I miss you, but I haven’t met you yet…

What happens when you move around a lot is that you get used to leaving. It becomes a part of you. I moved every year. So, leaving was never difficult. I just…… left. There were new places to meet, new people to see, dragons to slay, trains to be counted & litchees to be stolen. Did it hurt? Was it difficult? I don’t know. I never tackled it like that. It didn’t really feature big in my scheme of things. 

I’ve always had people upset with me for not keeping in touch (Arijit Bose, if you’re reading this, consider it as part of my apology). But I had no idea what they were talking about. I mean, I’d gone away, and now I was in a new place, what was all this fuss about? Why was everyone so upset? What was I supposed to do? Stay on the phone and whine about how much I miss everyone? That couldn’t have helped.

Ok fine, I’m lying. It really stung. Quite a few times. But I didn’t deal with it. I think the trick was in ignoring it. The first time was when my best friend in the whole world left to go to Islamabad. Reem & I were inseparable. And my dog Josephine was always with us. We used to gossip, read books,  play badminton and cycle around all day. She used to get attacked by monkeys every now and then (we were in Assam.). And then one fine day, just like that, she left. For another country. And to make it worse, there was no Internet in 1992. And I missed her so much, but then I left a year later to come to Delhi. So, new people, new school, new weird girls in really tiny school skirts. And so on went the cycle of adjusting and then moving. And if you ask me, I wouldn’t have traded it for anything in the world. There was always so much excitement all the time… change really was the only constant.

The reason why I got so reminiscent in this post is because I just spent three months (on & off) in Delhi. Initially when I was told that I had to go to Delhi for three months I felt ill. Like, physically ill. I didn’t really fancy going to Delhi for anything. Plus three months was like three years, only less.
But I ended up meeting some bizarrely interesting, stunning people and had such an amazing work stint there that when it was time to leave, I felt the same gut wrenching feeling I used to get when I’d have to leave a city or have a friend leave my city. And this time, I didn’t want to ignore it. Hence this note. 

Sure I recover fast, it’s my mechanism, sure I won’t be ace at keeping in touch …. but I have the superpower of some beautiful high resolution memories which I carry with me all the time.
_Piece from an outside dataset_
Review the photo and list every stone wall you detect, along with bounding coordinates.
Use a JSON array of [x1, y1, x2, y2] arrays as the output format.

The romance of that combined with meeting so many different people so often is a heady, heady mix. And I’ve kinda gotten addicted to it.
I’ve had 31 years and so many lifetimes.

Published by therunawayjuiceincident

I write about my travels. Intergalactic and otherwise....

9 thoughts on “I miss you, but I haven’t met you yet…

  1. Like I told you Juhi, you nailed it. I know this feeling and you captured it beautifully without taking away from the personal connect I have with it.

  2. I’ve always wondered how it must have felt for kids who changed schools every few years. I think those kids grow up to be the most free-spirited. Once again, excellent read.

    P.S. Thanks to your tweets, whenever you write Delhi, it always sounds like ‘the dahli’ in my head.

    Looking forward to more,

    @ScissorTongue

  3. wow…..that was so beautifully written…who ever said words fall short in expressing how u feel…well he now fell short of his own words…..because at times words can more beautifully describe how u feel, rather than what u actually can say. I particular feel a part of it, because many times u hav shared with us the experience of the nomadic life, and how ppl arnd u often complain that u dont keep in touch with them….well this does it….

    Really xcllnt.

  4. Juhi, I still remember conversing about these things and Reem and Assam and the disconnect and yet the connect. It just felt like reading what you spoke to me some years ago(make that eons, as it was maybe 10 years ago).